Closed
Description
In a followup of issue #8213 , it looks like using n_jobs > 1
in Eucledian pairwise_distances
makes computations slower instead of speeding them up.
Steps to reproduce
from sklearn.metrics import pairwise_distances
import numpy as np
np.random.seed(99999)
n_dim = 200
for n_train, n_test in [(1000, 100000),
(10000, 10000),
(100000, 1000)]:
print('\n# n_train={}, n_test={}, n_dim={}\n'.format(
n_train, n_test, n_dim))
X_train = np.random.rand(n_train, n_dim)
X_test = np.random.rand(n_test, n_dim)
for n_jobs in [1, 2]:
print('n_jobs=', n_jobs, ' => ', end='')
%timeit pairwise_distances(X_train, X_test, 'euclidean',
n_jobs=n_jobs, squared=True)
which on a 2 core CPU returns,
# n_train=1000, n_test=100000, n_dim=200
n_jobs= 1 => 1 loop, best of 3: 1.92 s per loop
n_jobs= 2 => 1 loop, best of 3: 4.95 s per loop
# n_train=10000, n_test=10000, n_dim=200
n_jobs= 1 => 1 loop, best of 3: 1.89 s per loop
n_jobs= 2 => 1 loop, best of 3: 4.74 s per loop
# n_train=100000, n_test=1000, n_dim=200
n_jobs= 1 => 1 loop, best of 3: 2 s per loop
n_jobs= 2 => 1 loop, best of 3: 5.6 s per loop
While for small datasets, it would make sens that the parallel processing would not improve performance due to the multiprocessing etc overhead, this is by no mean a small dataset. And the compute time does not decrease when using e.g. n_jobs=4 on a 4 core CPU.
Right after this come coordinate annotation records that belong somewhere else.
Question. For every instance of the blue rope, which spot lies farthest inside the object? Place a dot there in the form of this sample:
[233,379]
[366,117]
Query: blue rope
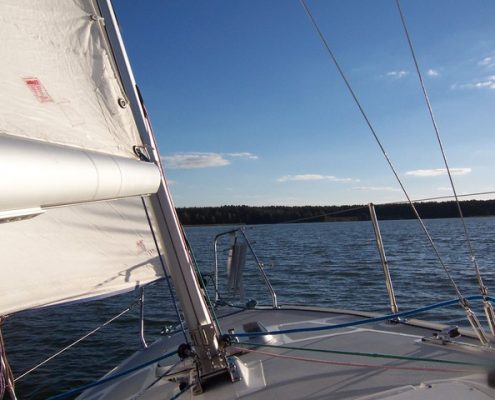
[280,332]
[180,393]
[388,317]
[80,389]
This also holds for other number of dimensions,
n_dim=10
# n_train=1000, n_test=100000, n_dim=10
n_jobs= 1 => 1 loop, best of 3: 873 ms per loop
n_jobs= 2 => 1 loop, best of 3: 4.25 s per loop
n_dim=1000
# n_train=1000, n_test=100000, n_dim=1000
n_jobs= 1 => 1 loop, best of 3: 6.56 s per loop
n_jobs= 2 => 1 loop, best of 3: 8.56 s per loop
Running benchmarks/bench_plot_parallel_pairwise.py
also yields similar results,
This might affect a number of estimators / metrics where pairwise_distances
is used.
Versions
Linux-4.6.0-gentoo-x86_64-Intel-R-_Core-TM-_i5-6200U_CPU_@_2.30GHz-with-gentoo-2.3
Python 3.5.2 |Continuum Analytics, Inc.| (default, Jul 2 2016, 17:53:06)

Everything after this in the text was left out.